問い:皇室典範問題で、女性天皇と女系天皇の違いが分からないので、そこの違いについてわかりやすく解説を頂きたい。それと仙谷先生は皇室典範問題をどうすべきだと考えていますか。

仙谷由人:皇室典範問題は、私もそれほど詳しいわけではありませんが女性天皇というのは、たまたま天皇陛下のお嬢さんが天皇になるというだけで一代限りでおしまいです。女系天皇というのは女性天皇の子供さんも男であれ、女であれ、次の天皇になるという事であります。

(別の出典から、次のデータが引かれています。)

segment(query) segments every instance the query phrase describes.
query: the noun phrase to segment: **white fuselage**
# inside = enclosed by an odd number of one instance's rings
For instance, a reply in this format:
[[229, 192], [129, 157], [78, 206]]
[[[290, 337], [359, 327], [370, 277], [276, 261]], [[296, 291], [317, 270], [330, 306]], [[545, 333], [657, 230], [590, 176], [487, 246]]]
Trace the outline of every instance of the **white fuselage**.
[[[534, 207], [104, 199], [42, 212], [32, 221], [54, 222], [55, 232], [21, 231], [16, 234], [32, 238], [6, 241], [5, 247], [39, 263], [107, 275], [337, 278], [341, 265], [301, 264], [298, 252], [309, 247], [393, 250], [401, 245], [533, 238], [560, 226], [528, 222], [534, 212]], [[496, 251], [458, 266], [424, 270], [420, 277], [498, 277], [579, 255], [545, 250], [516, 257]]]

それに反発する、女系天皇に反対する論理は、男の染色体はXYで、女の染色体がXXですから、一旦、女性の天皇ができてそこに旦那さんができてそこに生まれた子は、男のXY染色体からいうと、万世一系の天皇家の男系の血筋が途絶えるんだと、こういうことをおっしゃっているようで、だから万世一系がここで崩壊する。そこで、旧宮家、今はもう皇籍降下して民間人になられている人でも連れてきて、その人を天皇にするんだという理論に繋がっていっているということです。民主党は、私が、政調会長や政権準備委員長などのときに議論し、この際、女性天皇を認めるべきであるということでマニフェストに書いてございます。今の時点でも、象徴天皇制という現在の制度を認める、そして、これを維持・堅持していくという事になりますと、早く皇室典範を変えて女性天皇、女系天皇を認めないと手遅れになる可能性があるとこういう政治的な判断です。昨日、サンデープロジェクトに出てこの問題を、田原さんから指摘されて、「女性天皇制を否定するのは、憲法違反だと仙谷さんも思わないのですか」と言われて「憲法違反までいわれると・・・・」と言を濁したのですが、つまり、男女差別禁止の規定で、今の男系の長子という所にこだわっている皇室典範は憲法違反だとこういう言い方をすると、そんなことを言い出したら天皇制自体が憲法違反ではないかとなったり、天皇陛下御一家に人権条項が適応されないというのも憲法違反じゃないかとかいろんな憲法違反が出てくる。つまり憲法体系そのものと象徴天皇制とは、論理的にはある種の矛盾があるのだけれども、日本の国のかたちをこういうふうに定めるんだというふうに決めたわけでありますから、そこは、あまり理屈で詰めるのはいかがなものかというのが私の考えです。そして、明治の大日本帝国憲法で定められた万世一系という概念自身が、ちょっと私自身は、この日本の古い歴史を探っても、そこにこだわり過ぎると妙な事になるという気持ちがありますから、現在の例えば有識者会議が言っている皇室典範改正に賛成の立場をとろうと考えています。